Taylor Swift wants to make everything in her concerts accessible to everyone. If you have purchased a digital download of her album, you may even request an accessible copy of the purchased track or album lyrics by emailing 

Pink, the American singer-songwriter known for her high-energy performances, also made efforts to ensure her concerts were accessible to fans with disabilities. 

Other accessibility accommodations 

Increasingly common accessibility practices at events and venues for individuals with disabilities include reserved seating options with unobstructed views and easy access to entrances and exits. 

We are also seeing the supply of assistive listening devices to enhance the experience for those with hearing impairments and arranging sign language interpreters to translate lyrics for deaf or hard of hearing attendees. 

Sensory accommodations, like providing noise-cancelling headphones or creating sensory-friendly spaces, cater to individuals with sensory sensitivities, ensuring a comfortable and enjoyable experience. Venue staff are trained to provide assistance and support to patrons with disabilities, further enhancing accessibility. 

And before concerts, accessible ticketing options, such as online platforms compatible with screen readers, offer convenience and independence in purchasing tickets. While designated accessible parking spaces near venue entrances provide ease of access at events.  

My own experience as a concert goer  

During my recent trip to the WOMAD festival in Adelaide, I experienced how accessibility and inclusivity are being practiced. It was an absolute blast!  

The vibrant atmosphere, fantastic music, and delicious food made it an unforgettable experience. I especially appreciated the "Take a Rest" seating banks strategically placed at the main stages, offering a comfortable spot for those who needed a break or who used mobility aids.  

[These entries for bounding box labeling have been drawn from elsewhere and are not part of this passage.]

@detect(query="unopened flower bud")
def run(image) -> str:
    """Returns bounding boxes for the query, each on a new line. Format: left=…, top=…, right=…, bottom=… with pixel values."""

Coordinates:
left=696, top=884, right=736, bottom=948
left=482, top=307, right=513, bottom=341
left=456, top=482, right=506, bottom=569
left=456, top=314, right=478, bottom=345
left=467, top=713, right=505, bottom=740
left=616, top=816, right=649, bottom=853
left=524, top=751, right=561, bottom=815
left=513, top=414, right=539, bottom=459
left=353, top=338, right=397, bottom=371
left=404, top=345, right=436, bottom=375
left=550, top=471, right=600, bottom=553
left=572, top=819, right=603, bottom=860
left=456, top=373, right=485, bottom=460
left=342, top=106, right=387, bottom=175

WOMADelaide’s inclusivity extended to welcoming assistance animals and providing accessible toilet facilities along the sealed cycleway, including fully equipped private change facilities for people with disabilities. I couldn't spot hearing loops or braille signage, but they might have been present.   

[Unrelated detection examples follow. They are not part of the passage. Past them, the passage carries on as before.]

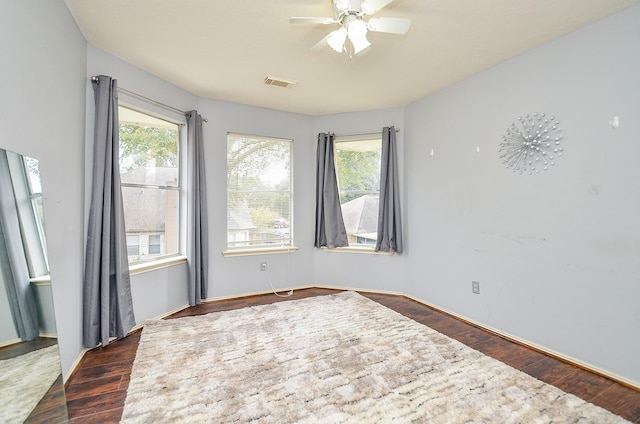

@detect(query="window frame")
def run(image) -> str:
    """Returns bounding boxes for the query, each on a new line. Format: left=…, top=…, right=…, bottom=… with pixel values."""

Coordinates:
left=326, top=133, right=382, bottom=250
left=222, top=131, right=298, bottom=257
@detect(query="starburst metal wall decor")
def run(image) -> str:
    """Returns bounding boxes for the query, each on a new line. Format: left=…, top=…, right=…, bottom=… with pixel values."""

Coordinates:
left=499, top=113, right=563, bottom=175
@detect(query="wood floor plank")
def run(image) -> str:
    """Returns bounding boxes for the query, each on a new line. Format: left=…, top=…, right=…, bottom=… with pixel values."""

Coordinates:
left=67, top=288, right=640, bottom=424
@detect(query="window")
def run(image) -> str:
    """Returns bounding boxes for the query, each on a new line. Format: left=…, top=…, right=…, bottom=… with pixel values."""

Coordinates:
left=227, top=133, right=293, bottom=249
left=118, top=106, right=180, bottom=263
left=23, top=156, right=49, bottom=276
left=335, top=136, right=382, bottom=248
left=149, top=234, right=162, bottom=255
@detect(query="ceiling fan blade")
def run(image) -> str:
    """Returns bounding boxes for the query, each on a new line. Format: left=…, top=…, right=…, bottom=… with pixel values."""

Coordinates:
left=289, top=16, right=338, bottom=25
left=311, top=33, right=331, bottom=52
left=368, top=18, right=411, bottom=34
left=360, top=0, right=393, bottom=15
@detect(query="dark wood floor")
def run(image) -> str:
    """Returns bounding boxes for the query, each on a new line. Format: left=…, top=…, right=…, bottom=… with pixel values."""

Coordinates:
left=61, top=289, right=640, bottom=423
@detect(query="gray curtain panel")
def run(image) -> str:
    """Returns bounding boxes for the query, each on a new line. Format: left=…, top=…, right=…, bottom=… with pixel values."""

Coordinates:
left=0, top=150, right=39, bottom=341
left=314, top=133, right=349, bottom=248
left=186, top=110, right=209, bottom=305
left=83, top=75, right=136, bottom=348
left=375, top=127, right=402, bottom=253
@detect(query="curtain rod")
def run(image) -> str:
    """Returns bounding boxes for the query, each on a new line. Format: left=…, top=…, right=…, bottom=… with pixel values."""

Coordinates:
left=91, top=76, right=209, bottom=122
left=329, top=128, right=400, bottom=137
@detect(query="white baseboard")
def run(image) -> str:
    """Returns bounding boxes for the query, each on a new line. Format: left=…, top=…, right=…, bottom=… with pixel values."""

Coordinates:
left=64, top=284, right=640, bottom=391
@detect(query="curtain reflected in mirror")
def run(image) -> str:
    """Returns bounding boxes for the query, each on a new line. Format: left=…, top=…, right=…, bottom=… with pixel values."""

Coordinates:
left=0, top=149, right=67, bottom=423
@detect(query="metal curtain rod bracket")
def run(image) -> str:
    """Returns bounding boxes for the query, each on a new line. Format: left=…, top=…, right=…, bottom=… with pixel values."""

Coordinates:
left=91, top=76, right=209, bottom=122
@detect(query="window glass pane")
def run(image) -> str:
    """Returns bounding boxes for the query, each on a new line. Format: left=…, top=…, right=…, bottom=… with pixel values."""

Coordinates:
left=335, top=138, right=382, bottom=245
left=119, top=107, right=179, bottom=187
left=122, top=186, right=179, bottom=261
left=118, top=107, right=180, bottom=263
left=127, top=235, right=140, bottom=260
left=149, top=234, right=162, bottom=255
left=227, top=133, right=293, bottom=248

The festival's location in a botanical garden presented challenges for chair users due to the uneven terrain. This made it tough for support workers to navigate. Nevertheless, the volunteers were incredibly kind and helpful, always ready to lend a hand or offer advice.  

Overall, WOMADelaide was a fantastic experience, showcasing the beauty of inclusivity amidst the challenges of its unique setting. 

By incorporating accessible tools and practices, music popstars, organisers, festivals and venues can demonstrate their commitment to inclusivity and ensure that all fans can enjoy their music and live experiences.  

More is being done each year and that makes me confident that accessibility will eventually be commonplace everywhere. Hope it is one day soon.